PHEWA committee adjourns without completing report

An analysis by Terry Schlossberg
The Presbyterian Layman

Nov/Dec, 1997

The Moderator’s Special Committee on the Presbyterian Health, Education, and Welfare Association (PHEWA) held its final meeting at Columbia Seminary in Decatur, Ga., Sept. 11-12. It adjourned without producing even a rough draft of its report to the General Assembly. Members instead authorized their chairman, William Forbes of Westfield, N.J., to draft the report and distribute it for comment, and will let the chairman decide whether they need to meet again by conference call prior to submitting their report. Their only concern seemed to be discussing strategy for defending it at the upcoming General Assembly meeting in Charlotte, N.C.

The concerns about PHEWA that led to the appointment of this committee are closely connected to the major debate in the church. In a nutshell, shall Presbyterian mission money be used to support groups that defy constitutional standards of sexuality?

The 1996 General Assembly called for a special committee to clarify the definitions of “advocacy,” “responsible dissent,” and “program accountability”; to establish guidelines for PHEWA’s financial accounting; and to create a vehicle “in cooperation with current and potential new networks,” for multiplying opportunities for additional network ministries.

Fox guards henhouse
The special committee was assembled by GA Moderator John Buchanan in 1996 in response to General Assembly action calling for investigation of the organization. Of the special committee’s seven members, four – including the chairman – are current or former members of PHEWA. A fifth is a member of the Justice sub-group of the National Ministries Division (NMD), which has refused to hold PHEWA accountable for its support of the homosexual agenda. The special committee did the bulk of its investigation by means of an opinion survey and hearings at General Assembly, where it heard PHEWA members affirm PHEWA.

Accountability concerns
Though PHEWA is supported financially by the denomination and is sheltered in the offices of the National Ministries Division, it does not report to the General Assembly. The way in which PHEWA has expended the tens of thousands of dollars in denominational grants has been murky for years. Finally, in response to a GA directive in 1996, the organization agreed to allow outside audits of its finances, but businessman John Bryan, elder from San Diego, and a member of the special committee, pointed out that no report the committee has seen provides details about how the money is spent.

In addition to PHEWA’s advocacy against constitutional standards and its lack of financial accountability, the 1996 General Assembly also noted an inequity between networks of PHEWA that receive financial support and other Presbyterian advocacy organizations that raise all of their own support.

The Moderator’s special committee on PHEWA organized in February of 1997, seven months after the General Assembly meeting that called it into being. It did not meet again until the following June during the General Assembly meeting in Syracuse, when it spent two days hearing testimony. The final meeting was in Decatur, Ga., in September. Members spent eight of the approximately 12 hours of the final meeting interacting with two PHEWA-related staff members from Louisville, Helen Locklear, PHEWA’s executive director, and Vernon Broyles, Associate for Social Justice in NMD, and with John Scotland, who had been sent to the meeting by the PHEWA executive board to represent them.

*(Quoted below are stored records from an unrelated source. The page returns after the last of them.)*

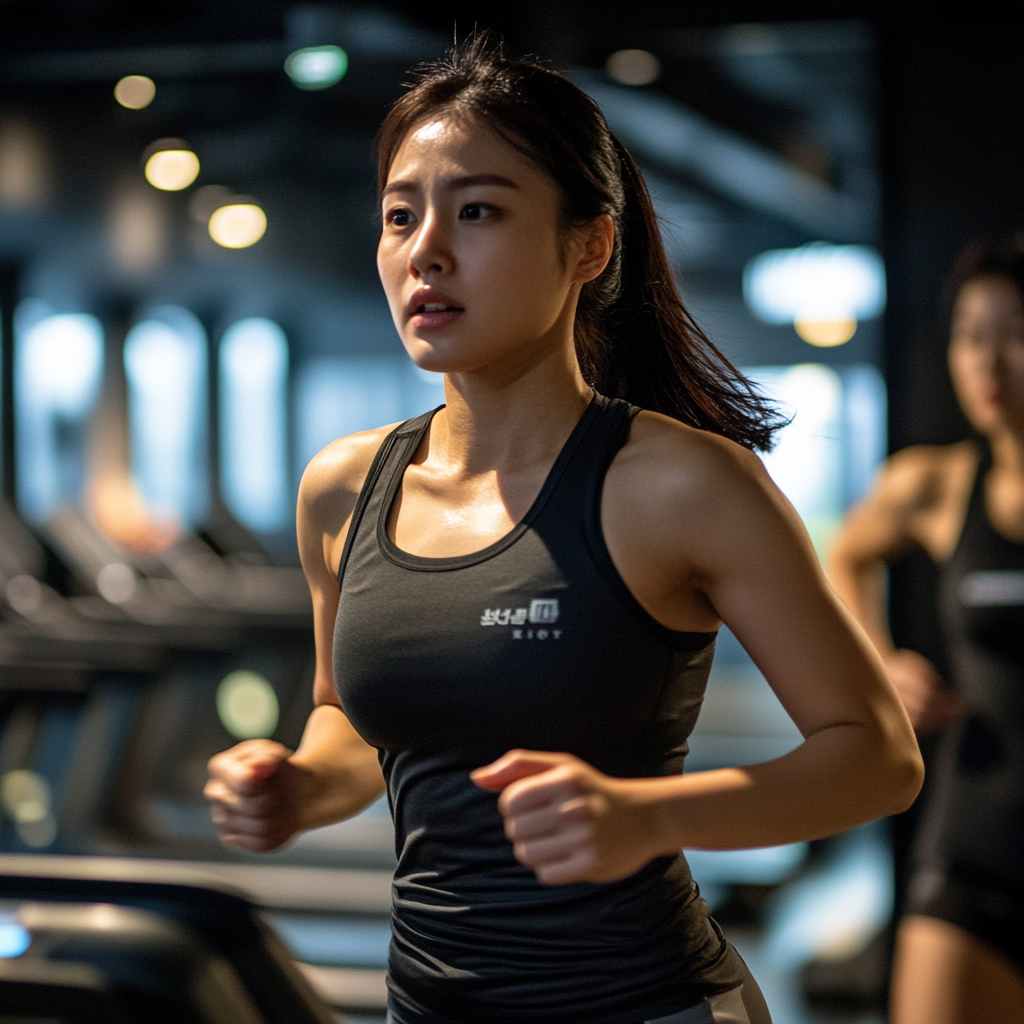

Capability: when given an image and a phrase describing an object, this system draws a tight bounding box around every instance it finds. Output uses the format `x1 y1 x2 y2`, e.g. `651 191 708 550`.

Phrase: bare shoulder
612 412 769 514
602 412 782 575
874 441 978 514
298 423 397 534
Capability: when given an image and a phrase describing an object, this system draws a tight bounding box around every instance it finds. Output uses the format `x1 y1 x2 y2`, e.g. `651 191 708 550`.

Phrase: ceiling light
114 75 157 111
285 46 348 89
604 50 662 85
142 138 199 191
209 202 266 249
743 242 886 348
217 670 281 739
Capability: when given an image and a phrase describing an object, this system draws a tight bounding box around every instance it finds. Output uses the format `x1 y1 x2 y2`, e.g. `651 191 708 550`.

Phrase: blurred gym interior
0 0 1024 1024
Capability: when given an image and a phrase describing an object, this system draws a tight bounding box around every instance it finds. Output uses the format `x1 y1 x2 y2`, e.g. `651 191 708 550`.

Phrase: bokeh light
217 670 281 739
604 50 662 85
743 242 886 348
209 203 266 249
793 316 857 348
0 768 57 847
285 46 348 89
114 75 157 111
145 138 199 191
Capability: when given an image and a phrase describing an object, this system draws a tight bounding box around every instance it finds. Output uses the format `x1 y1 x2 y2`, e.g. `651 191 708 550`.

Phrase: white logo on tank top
957 569 1024 608
480 597 562 640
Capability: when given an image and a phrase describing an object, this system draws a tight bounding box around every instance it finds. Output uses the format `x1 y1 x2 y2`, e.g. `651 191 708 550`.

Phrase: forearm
638 724 923 853
289 705 384 829
828 552 894 657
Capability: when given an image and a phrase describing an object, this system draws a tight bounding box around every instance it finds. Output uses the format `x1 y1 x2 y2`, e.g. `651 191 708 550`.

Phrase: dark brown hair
378 36 785 451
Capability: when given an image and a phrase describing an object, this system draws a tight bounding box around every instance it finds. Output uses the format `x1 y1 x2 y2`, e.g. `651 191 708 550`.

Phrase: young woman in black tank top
830 238 1024 1024
207 42 922 1024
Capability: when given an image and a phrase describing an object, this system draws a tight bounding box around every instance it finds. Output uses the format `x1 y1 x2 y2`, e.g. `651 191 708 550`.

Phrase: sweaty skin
209 115 922 885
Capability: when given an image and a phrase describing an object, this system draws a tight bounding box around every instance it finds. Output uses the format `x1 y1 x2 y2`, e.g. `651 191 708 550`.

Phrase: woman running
830 238 1024 1024
207 41 922 1024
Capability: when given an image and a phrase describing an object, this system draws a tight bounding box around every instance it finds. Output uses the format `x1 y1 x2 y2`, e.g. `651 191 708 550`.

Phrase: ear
572 213 615 285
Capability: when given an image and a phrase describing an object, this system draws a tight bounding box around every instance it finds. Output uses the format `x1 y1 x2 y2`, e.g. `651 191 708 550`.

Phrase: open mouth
413 302 463 316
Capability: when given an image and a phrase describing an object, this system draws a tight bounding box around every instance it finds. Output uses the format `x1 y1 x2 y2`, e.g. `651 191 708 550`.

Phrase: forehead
388 113 553 187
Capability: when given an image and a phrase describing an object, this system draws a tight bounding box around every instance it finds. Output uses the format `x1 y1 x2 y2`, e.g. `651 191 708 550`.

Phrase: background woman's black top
334 396 741 1024
918 444 1024 890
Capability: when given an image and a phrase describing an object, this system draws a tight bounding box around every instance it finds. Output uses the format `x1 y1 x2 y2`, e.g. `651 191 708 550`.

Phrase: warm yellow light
145 150 199 191
793 316 857 348
114 75 157 111
209 203 266 249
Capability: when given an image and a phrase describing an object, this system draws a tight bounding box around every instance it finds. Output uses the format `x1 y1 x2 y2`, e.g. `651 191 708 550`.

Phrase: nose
409 209 455 278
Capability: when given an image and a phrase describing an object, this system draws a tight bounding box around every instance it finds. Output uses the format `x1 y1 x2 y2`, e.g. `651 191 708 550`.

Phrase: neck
430 338 593 474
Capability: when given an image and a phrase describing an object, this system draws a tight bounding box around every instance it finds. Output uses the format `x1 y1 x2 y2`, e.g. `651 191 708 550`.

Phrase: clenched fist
471 751 667 886
203 739 312 853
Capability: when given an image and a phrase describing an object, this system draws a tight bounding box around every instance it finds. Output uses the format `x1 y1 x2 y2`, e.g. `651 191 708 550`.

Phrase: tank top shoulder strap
338 406 441 588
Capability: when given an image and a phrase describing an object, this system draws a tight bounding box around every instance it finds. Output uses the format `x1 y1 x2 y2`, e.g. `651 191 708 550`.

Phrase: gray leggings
386 964 771 1024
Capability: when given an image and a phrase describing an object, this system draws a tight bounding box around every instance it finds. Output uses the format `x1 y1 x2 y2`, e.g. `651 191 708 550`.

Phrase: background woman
829 238 1024 1024
201 42 921 1024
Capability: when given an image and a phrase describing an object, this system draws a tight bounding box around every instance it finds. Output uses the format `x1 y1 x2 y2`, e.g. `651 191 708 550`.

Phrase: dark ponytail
378 36 785 451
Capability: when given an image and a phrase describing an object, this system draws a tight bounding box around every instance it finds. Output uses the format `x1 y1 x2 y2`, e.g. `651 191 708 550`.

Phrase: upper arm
626 432 912 742
828 447 943 571
296 427 392 706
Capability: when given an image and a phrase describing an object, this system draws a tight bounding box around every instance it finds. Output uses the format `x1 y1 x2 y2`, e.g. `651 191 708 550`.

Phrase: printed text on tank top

On the second day of the meeting, I attended the meeting as an observer from Presbyterians Pro-Life (PPL), and was allowed to speak. Wagenius asked me why PPL would seek membership as a network in PHEWA, and followed up with a question about how I might design a vehicle for including other networks in the organization. Later in the meeting, the committee decided that the short, impromptu exchange that took place, along with the general discussion with the other visitors, met their charge to “design a vehicle in cooperation with current and other new networks.”

The committee made no attempt to discuss definitions for “advocacy,” “responsible dissent,” or “program accountability,” that have generated so much concern broadly in the church and are part of their charge from the GA The members concluded that the charge to establish guidelines for financial accounting could be referred to another group in the church.

They spent their final meeting hours discussing a possible outline for their report. Several committee members insisted that the report must emphasize the good ministries of PHEWA. One member asked how they know anything about the ministries of PHEWA, and others responded that the source of this information is PHEWA itself. They discussed including a history of PHEWA, a report of their committee’s work, and their recommendations. They did not agree on any specific recommendation before their meeting, scheduled to end at noon on Saturday, broke up at 5 p.m. Friday.

“Shall Presbyterian mission money be used to support groups that defy the constitutional standards of sexuality?” That is the question that led the General Assembly to create this special committee on PHEWA. The question was never addressed.

Terry Schlossberg is executive director of Presbyterians Pro-Life.